With a big cluster where NN restart takes more than 60 minutes, we would like to avoid all possible restarts.
Created 11-18-2015 06:27 PM
ipc.server.tcpnodelay controls use of Nagle's algorithm on any server component that makes use of Hadoop's common RPC framework. That means that full deployment of a change in this setting would require a restart of any component that uses that common RPC framework. That's a broad set of components, including all HDFS, YARN and MapReduce daemons. It probably also includes other components in the wider ecosystem.
Created 11-17-2015 11:51 PM
HDFS restart is required after the change for the new config to take effect permanently. For changing the params as part of the job, this should work -
export HADOOP_OPTS="-Dipc.server.tcpnodelay=true"
Created 11-18-2015 12:44 AM
Thanks. Will this change help with all TCP/IP communication? Or will it only help with certain communication like mapreduce shuffle ?

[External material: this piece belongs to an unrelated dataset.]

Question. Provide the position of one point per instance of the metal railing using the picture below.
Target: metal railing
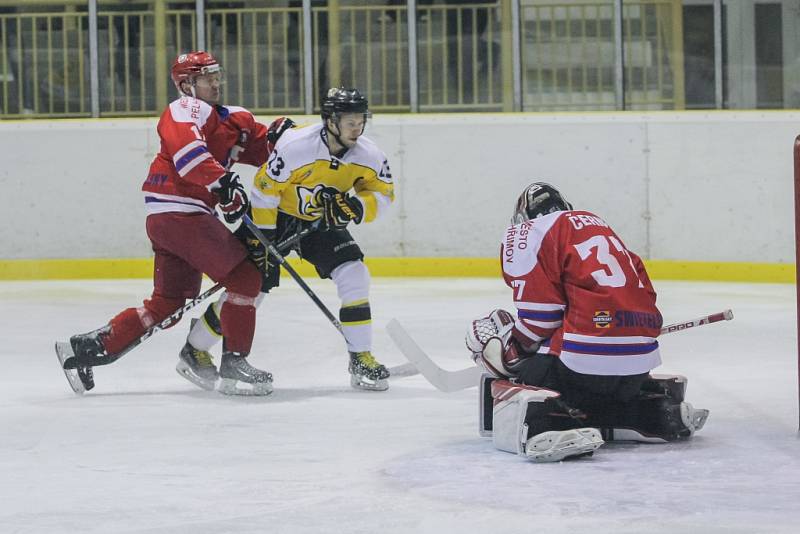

Created 11-18-2015 01:42 PM
@Ravi This value will only impact the processes started with this specific option and the processes that are started after these values are set. So for e.g. - If the namenode is already running, it is probably using the existing value and that wont change for the running process.
Created 11-18-2015 01:49 AM
Please see this jira https://issues.apache.org/jira/browse/HADOOP-8069
and I believe this explains it
<name>ipc.server.tcpnodelay</name> <value>true</value> <description>Turn on/off Nagle's algorithm for the TCP socket connection on the server. Setting to true disables the algorithm and may decrease latency with a cost of more/smaller packets.
Created 11-18-2015 06:27 PM
ipc.server.tcpnodelay controls use of Nagle's algorithm on any server component that makes use of Hadoop's common RPC framework. That means that full deployment of a change in this setting would require a restart of any component that uses that common RPC framework. That's a broad set of components, including all HDFS, YARN and MapReduce daemons. It probably also includes other components in the wider ecosystem.